Your wife in no better than you, don't let anyone, especially her, make you feel otherwise. You both are cheaters, she's a serial cheat, you both have/had porn problems, she's made your marriage sexless, and she's not remorseful for what she's done. Don't be so sure she didn't screw the other guy. She had the desire and plenty of opportunity. I think this marriage might be DOA.


----------



## dazed&confused_txn (1 mo ago)

Captain Obvious said:


> Your wife in no better than you, don't let anyone, especially her, make you feel otherwise. You both are cheaters, she's a serial cheat, you both have/had porn problems, she's made your marriage sexless, and she's not remorseful for what she's done. Don't be so sure she didn't screw the other guy. She had the desire and plenty of opportunity. I think this marriage might be DOA.


I agree that we are no better than one another. But I am Christian and believe in forgiveness. Plus, I really do love my wife. I am the eternal optimist and feel that we can move forward. It might take a lot of work and marriage therapy, but I am willing and able. My gut tells me nothing physically happened, but my gut also tells me that if the opportunity had been there, she would have. The marriage might end up being over, but I am willing to fight a little longer.


----------



## BeyondRepair007 (Nov 4, 2021)

dazed&confused_txn said:


> This is my story. My wife and I have been married for almost 29 years. I have had issues (addiction) with pornography since I was probably 10 years old. My wife caught me with magazines in the beginning before the prevalence of porn on the Internet. Once the Internet was available, it became worse. I tried seeking counseling once, but the counselor then was more of an enabler and said it was normal.
> 
> About 5 years into the marriage, I had a short-lived emotional affair that my wife discovered after the fact. About 11 years into the marriage, my wife found a photo of her sister I had saved to the computer. Her sister was a stripper. That was almost the end of the marriage. At this time, we had 3 children. We talked about it and went over all the hurt and deceit. She admitted to me then that she had had a one-night stand about three years into the marriage because I had not been giving her attention. We moved past this, but did not work through it. We did not do any counseling.
> 
> ...


Wow, what a story.
And that timeline...holy smokes!

First...your question :"_ looking for advice on how to proceed and talk about this with the wife_"
Answer: You don't. 

You proceed with your life by going to a lawyer and filing for divorce.

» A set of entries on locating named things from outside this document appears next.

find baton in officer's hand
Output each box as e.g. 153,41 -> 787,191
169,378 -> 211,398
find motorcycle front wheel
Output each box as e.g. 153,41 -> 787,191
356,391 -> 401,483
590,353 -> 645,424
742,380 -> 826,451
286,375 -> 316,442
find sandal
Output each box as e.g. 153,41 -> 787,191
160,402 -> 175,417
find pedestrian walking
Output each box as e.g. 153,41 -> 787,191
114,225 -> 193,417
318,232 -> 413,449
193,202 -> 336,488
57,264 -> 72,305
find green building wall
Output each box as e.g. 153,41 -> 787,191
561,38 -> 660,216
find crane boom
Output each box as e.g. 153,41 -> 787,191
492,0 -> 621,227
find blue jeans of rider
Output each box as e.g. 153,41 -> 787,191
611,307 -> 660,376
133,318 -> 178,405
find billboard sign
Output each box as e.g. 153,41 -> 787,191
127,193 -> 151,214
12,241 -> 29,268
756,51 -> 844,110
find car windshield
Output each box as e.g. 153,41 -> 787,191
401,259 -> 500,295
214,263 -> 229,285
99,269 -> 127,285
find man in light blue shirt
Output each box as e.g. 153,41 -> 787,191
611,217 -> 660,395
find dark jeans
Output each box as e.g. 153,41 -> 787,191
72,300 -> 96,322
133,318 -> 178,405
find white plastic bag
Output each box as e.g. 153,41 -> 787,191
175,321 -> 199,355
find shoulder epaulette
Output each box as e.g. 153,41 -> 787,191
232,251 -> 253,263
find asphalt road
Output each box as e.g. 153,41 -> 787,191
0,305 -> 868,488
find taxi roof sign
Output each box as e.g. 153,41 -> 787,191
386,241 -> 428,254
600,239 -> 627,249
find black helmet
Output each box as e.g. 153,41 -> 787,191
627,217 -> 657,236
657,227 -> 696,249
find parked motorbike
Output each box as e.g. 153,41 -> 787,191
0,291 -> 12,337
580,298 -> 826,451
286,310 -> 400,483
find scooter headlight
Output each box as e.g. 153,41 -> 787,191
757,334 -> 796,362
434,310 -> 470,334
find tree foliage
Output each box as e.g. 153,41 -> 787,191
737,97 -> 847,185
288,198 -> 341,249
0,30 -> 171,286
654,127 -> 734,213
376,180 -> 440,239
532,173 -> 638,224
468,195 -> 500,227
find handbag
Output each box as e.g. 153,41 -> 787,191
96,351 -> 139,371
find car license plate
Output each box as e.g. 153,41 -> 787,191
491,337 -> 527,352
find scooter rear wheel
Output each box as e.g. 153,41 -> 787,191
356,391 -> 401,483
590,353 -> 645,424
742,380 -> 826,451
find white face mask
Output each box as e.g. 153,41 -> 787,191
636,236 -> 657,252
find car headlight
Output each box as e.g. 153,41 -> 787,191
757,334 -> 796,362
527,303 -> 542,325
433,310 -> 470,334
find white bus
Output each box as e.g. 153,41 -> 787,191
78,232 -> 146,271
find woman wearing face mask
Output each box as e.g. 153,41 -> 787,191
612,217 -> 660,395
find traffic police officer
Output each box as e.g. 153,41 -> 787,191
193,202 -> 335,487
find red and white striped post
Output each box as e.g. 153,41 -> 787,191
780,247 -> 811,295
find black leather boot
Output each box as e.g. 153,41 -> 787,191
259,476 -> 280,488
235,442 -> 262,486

Your wife is not into you anymore and actively chasing other men. She's got her profile out there on Bumble, Match, maybe others. She's _trying_ to leave you. She tells her friend she's done with you.

Take the hint.

All this on top of the fact that she is a cheater with history, just like you. You got reformed but she didn't.

Move on. let her go to her new bf(s). She's done with you.


----------



## Captain Obvious (Mar 14, 2021)

dazed&confused_txn said:


> I agree that we are no better than one another. But I am Christian and believe in forgiveness. Plus, I really do love my wife. I am the eternal optimist and feel that we can move forward. It might take a lot of work and marriage therapy, but I am willing and able. My gut tells me nothing physically happened, but my gut also tells me that if the opportunity had been there, she would have. The marriage might end up being over, but I am willing to fight a little longer.


The problem is your wife doesn't want to work on the marriage.


----------



## dazed&confused_txn (1 mo ago)

BeyondRepair007 said:


> Wow, what a story.
> And that timeline...holy smokes!
> 
> First...your question :"_ looking for advice on how to proceed and talk about this with the wife_"
> ...


Yikes! I appreciate the candid and blunt replies. I'm just not totally there yet. Like I said, I'm an optimist and the past couple of months have gotten better and her web history does show that. I think she searched those apps but didn't join them. I still have access to her phone. It sucks feeling this way, and I can see why some of y'all reply the way you do. Thank you.


----------



## BeyondRepair007 (Nov 4, 2021)

dazed&confused_txn said:


> I agree that we are no better than one another. But I am Christian and believe in forgiveness. Plus, I really do love my wife. I am the eternal optimist and feel that we can move forward. It might take a lot of work and marriage therapy, but I am willing and able. My gut tells me nothing physically happened, but my gut also tells me that if the opportunity had been there, she would have. The marriage might end up being over, but I am willing to fight a little longer.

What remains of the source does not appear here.